In this talk, I will give an introduction and overview for a general mathematical audience. To gain some intuition we will first consider the one-dimensional case of evolving curves. We will then discuss Huisken's classical result that the flow of convex surfaces always converges to a round point. On the other hand, if the initial surface is not convex we will see that the flow typically encounters singularities.

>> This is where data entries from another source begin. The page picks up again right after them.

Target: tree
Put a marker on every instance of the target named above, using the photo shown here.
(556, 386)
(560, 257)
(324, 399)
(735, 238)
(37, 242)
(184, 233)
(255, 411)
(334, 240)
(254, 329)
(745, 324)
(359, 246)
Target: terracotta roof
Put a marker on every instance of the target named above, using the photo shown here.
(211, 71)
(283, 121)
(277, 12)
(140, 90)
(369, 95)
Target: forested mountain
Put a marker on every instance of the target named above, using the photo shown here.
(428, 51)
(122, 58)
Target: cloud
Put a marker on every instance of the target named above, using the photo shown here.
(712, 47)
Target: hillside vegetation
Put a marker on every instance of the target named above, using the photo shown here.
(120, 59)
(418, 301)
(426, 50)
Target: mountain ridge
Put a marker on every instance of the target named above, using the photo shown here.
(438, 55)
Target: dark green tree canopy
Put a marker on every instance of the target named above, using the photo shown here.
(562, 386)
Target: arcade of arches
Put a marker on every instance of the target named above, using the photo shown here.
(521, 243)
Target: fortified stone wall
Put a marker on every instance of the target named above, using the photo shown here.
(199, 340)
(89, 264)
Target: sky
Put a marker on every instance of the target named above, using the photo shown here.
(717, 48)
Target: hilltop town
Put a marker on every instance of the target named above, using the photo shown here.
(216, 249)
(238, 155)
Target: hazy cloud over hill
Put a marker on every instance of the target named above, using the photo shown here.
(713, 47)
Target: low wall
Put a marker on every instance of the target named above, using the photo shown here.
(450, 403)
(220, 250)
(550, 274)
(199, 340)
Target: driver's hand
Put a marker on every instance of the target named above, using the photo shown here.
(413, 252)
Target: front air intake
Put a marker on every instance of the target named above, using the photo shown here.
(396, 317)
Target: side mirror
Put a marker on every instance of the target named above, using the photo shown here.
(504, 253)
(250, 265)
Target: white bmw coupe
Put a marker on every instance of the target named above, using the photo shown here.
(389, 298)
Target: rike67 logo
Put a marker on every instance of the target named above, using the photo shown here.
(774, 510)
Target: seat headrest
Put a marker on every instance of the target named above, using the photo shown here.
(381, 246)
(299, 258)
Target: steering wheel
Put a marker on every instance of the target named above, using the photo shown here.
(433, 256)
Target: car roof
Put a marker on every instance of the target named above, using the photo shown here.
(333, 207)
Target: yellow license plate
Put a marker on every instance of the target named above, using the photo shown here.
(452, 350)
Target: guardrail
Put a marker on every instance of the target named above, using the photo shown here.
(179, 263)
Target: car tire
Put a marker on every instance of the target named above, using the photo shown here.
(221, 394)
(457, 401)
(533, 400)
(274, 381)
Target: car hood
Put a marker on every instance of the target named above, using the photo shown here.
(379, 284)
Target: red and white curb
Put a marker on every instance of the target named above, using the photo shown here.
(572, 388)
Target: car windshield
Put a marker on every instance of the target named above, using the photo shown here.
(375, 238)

Getting a hold of these singularities is crucial for most striking applications in geometry, topology and physics. Specifically, singularities can be either of neck-type or conical-type. We will discuss examples from the 90s, which show, both experimentally and theoretically, that flow through conical singularities is highly nonunique.

Finally, I will discuss recent work with Kyeongsu Choi, Or Hershkovits and Brian White, where we proved that mean curvature flow through neck-singularities is unique. The key for this is a classification result for ancient asymptotically cylindrical flows that describes all possible blowup limits near a neck-singularity. In particular, this confirms the mean-convex neighborhood conjecture. Assuming Ilmanen's multiplicity-one conjecture, we conclude that for embedded two-spheres mean curvature flow through singularities is well-posed.

Speaker: Robert Haslhofer

Robert Haslhofer currently is an associate professor at the University of Toronto. 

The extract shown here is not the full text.